It is said that Sa’ad, after capturing Ctesiphon, was anxious to set out in pursuit of Isdigerd, but was restrained by dispatches received from Omar, which commanded him to remain at the Persian capital, and to employ his brother Hashem, and the experienced general, El Kakaa, in the further prosecution of the war. Hashem was, therefore, sent with 12,000 men, against the fugitive monarch, whose forces, said to have exceeded 100,000 men, and commanded by a Mihran, were drawn up at Jalula, not far from Holwan. The disparity of numbers forced Hashem to condescend to maneuvering; and it was six months before he ventured on a general engagement with his antagonist. Again the Mohammedans proved victorious; and this time the carnage was excessive; 100,000 Persians are said to have lain dead on the battle-field; the commander was himself among the slain. Jalula at once surrendered; and fresh treasures were obtained. Among other precious articles, a figure of a camel, with its rider, in solid gold, was found in one of the tents. Altogether the booty is reckoned at about four millions of our money—the share of each soldier engaged being 10,000 dirhems, or about L260. sterling.
Isdigerd, on learning the result of the battle of Jalula, quitted Holwan, and retired to Rei, a large town near the Caspian sea, at a short distance from the modern Teheran, thus placing the entire Zagros range between himself and his irresistible foes. A general named Khosru-sum was left behind with a large body of troops, and was bidden to defend Holwan to the last extremity. Instead of remaining, however, within the walls of the stronghold, Khosru-sum rashly led his force to meet that of El Kakaa, who defeated him at Kasr-i-Shirin and entirely dispersed his army.

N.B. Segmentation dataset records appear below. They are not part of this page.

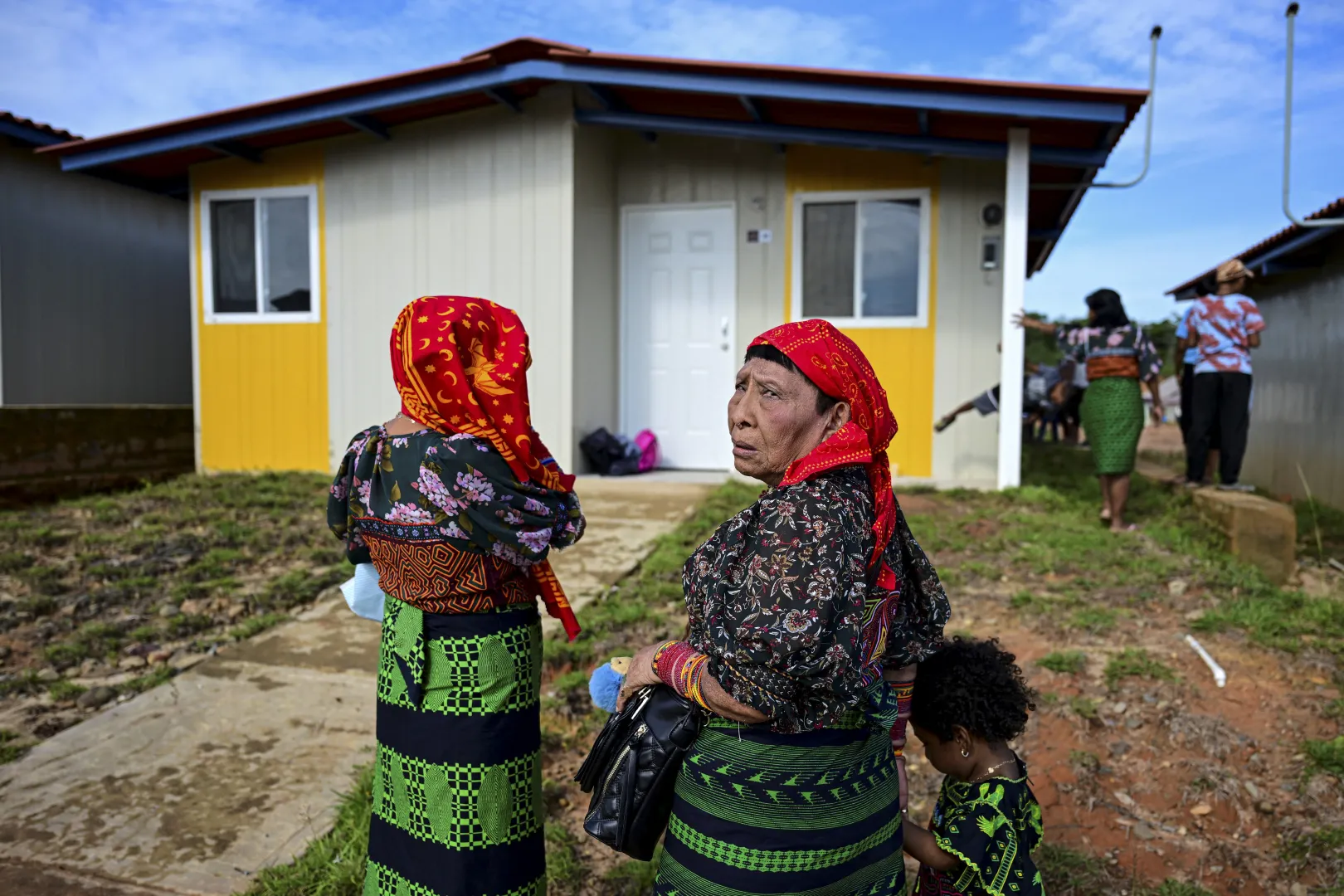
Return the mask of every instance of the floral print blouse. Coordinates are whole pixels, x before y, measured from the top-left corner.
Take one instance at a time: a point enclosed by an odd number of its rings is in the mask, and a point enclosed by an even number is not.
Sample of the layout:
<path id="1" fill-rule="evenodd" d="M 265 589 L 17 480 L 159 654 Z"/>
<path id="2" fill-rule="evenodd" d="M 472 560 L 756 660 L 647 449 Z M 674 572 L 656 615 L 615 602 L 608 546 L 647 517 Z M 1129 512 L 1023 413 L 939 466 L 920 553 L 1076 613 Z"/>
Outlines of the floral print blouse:
<path id="1" fill-rule="evenodd" d="M 898 591 L 874 584 L 872 514 L 863 467 L 837 467 L 766 492 L 685 563 L 687 639 L 774 731 L 835 724 L 884 665 L 941 646 L 948 596 L 905 514 L 886 552 Z"/>
<path id="2" fill-rule="evenodd" d="M 1087 379 L 1125 376 L 1150 380 L 1163 369 L 1157 348 L 1137 324 L 1124 326 L 1060 326 L 1056 330 L 1064 355 L 1087 365 Z"/>
<path id="3" fill-rule="evenodd" d="M 535 599 L 527 571 L 583 535 L 571 492 L 519 482 L 485 439 L 382 426 L 351 439 L 327 501 L 351 563 L 429 613 Z"/>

Holwan, being left without protection, surrendered; the conquest of Shirwan, Mahsabadan, and Tekrit followed; and by the close of the year A.D. 637 the banner of the Prophet waved over the whole tract west of Zagros, from Nineveh almost to Susa, or from the Kurnib to the Kuran river.
Another short pause in the Arabian aggressions upon Persia now occurred; but in the year A.D. 639 their attacks were resumed, and the Persians had to submit to further losses. Otba, governor of Busrah, sent an expedition across the Shat-el-Arab into. Susiana, and, supported by the Arab population of the province, which deserted the Persian side, engaged Horrmuzan, the satrap, in two battles, defeated him, and forced him to cede a portion of his territory, including the important city of Ahwaz. Soon afterwards, Ala, governor of Bahrein, conducted in person an expedition into Persia Proper, crossing the Gulf in the rude vessels of the time, and attacking Shehrek, the Persian satrap, who acknowledged the authority of Isdigerd. Here, the Arabs were for once unsuccessful. Shehrek collected a force which Ala was afraid to encounter; the Arab chief retreated to the coast, but found his fleet engulfed by the waves; and it was only with great difficulty that he made his escape by land from the country which he had ventured to invade. He owed his escape to Otba, who sent troops from Busrah to his aid, defeated Shehrek, and rescued his fellow governor from the peril which threatened, him.